I’m still Weight Watching (down 29.8 pounds, woot! But it barely shows, wahh). I mean, my clothes are looser, but I can still wear them. My face looks a little bit thinner, but overall? It looks like exactly what it is – a drop in the bucket that is my long-term goal.
I am definitely eating cleaner and healthier, and feeling well and energetic. I sleep well and I mostly wake up feeling rested and refreshed. However, when I get tired it hits me fast and hard. I’m good, I’m good, I’m good… and then I am asleep in a corner, drooling on my arm.
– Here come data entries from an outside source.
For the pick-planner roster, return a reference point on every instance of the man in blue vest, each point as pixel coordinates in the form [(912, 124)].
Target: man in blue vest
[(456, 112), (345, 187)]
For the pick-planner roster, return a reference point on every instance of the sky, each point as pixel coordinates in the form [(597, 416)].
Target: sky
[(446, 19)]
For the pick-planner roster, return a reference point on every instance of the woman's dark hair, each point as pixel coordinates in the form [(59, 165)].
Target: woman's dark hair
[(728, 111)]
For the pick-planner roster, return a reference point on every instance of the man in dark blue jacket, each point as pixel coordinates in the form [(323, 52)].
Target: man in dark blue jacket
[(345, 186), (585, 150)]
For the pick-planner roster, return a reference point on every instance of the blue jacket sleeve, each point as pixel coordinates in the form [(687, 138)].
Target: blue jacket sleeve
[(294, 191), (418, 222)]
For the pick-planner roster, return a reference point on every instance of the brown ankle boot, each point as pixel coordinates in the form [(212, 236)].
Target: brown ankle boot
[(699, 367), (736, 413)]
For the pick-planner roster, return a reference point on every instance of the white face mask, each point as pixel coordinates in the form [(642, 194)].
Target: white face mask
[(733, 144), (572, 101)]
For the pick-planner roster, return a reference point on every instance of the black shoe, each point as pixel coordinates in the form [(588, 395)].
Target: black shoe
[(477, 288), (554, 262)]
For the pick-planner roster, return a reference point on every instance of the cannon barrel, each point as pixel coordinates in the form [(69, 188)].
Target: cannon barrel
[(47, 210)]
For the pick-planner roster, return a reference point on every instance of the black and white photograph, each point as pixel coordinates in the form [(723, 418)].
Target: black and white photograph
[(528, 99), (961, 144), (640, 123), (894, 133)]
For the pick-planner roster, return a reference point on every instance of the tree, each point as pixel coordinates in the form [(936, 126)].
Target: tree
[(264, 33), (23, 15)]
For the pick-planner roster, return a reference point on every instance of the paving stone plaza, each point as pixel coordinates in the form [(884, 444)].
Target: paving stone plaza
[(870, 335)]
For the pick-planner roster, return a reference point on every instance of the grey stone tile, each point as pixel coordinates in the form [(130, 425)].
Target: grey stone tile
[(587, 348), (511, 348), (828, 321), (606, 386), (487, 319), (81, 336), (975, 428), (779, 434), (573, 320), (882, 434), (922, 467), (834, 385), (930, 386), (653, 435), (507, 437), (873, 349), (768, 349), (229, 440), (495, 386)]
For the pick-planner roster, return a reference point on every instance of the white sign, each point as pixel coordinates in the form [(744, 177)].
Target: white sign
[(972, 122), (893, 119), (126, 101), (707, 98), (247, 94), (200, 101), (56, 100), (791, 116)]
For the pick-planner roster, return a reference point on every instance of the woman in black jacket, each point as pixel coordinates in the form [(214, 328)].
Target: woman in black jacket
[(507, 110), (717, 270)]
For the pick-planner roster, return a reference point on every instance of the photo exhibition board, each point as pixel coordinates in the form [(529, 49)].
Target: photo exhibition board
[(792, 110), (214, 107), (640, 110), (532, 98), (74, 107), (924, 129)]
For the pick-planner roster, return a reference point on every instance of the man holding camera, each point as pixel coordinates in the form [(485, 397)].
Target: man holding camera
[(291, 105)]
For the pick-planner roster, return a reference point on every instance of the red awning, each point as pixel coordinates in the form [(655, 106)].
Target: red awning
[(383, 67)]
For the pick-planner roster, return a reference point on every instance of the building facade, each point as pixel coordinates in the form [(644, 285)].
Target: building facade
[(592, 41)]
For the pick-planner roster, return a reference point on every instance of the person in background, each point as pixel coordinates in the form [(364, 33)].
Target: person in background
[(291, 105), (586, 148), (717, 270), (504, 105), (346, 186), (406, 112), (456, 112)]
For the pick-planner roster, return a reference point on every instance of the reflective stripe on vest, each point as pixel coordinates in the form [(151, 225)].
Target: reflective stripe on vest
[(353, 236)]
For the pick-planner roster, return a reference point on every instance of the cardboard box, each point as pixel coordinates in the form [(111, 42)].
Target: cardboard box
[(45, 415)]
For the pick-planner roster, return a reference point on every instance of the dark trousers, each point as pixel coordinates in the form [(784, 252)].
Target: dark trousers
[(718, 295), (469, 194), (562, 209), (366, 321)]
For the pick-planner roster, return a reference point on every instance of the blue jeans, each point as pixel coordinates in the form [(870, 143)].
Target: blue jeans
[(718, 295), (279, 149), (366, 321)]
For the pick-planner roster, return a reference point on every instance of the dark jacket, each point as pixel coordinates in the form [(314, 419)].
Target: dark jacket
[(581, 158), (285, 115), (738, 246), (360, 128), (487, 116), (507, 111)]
Triathlon training is getting a little intimidating and overwhelming. Not physically – Coach Irondad knows what he’s doing and doesn’t ask me to do anything I can’t handle – but mentally and emotionally, for sure. Looking at the days and weeks ahead, I’m feeling a lot of “Oh shit, how am I going to be able to fit this in and make this work?” But there is really no wiggle room – I HAVE to prepare for the 70.3 I’m doing in December. Lately I’ve been wondering if I’ll be able to complete it in the time allowed (8 hours, 30 minutes). I’m honestly not sure. Though I’ve been training consistently and losing weight, I haven’t really been getting any faster… and I am ridiculously slow. Stress! Self-doubt!
Nothing to do but keep giving it my best.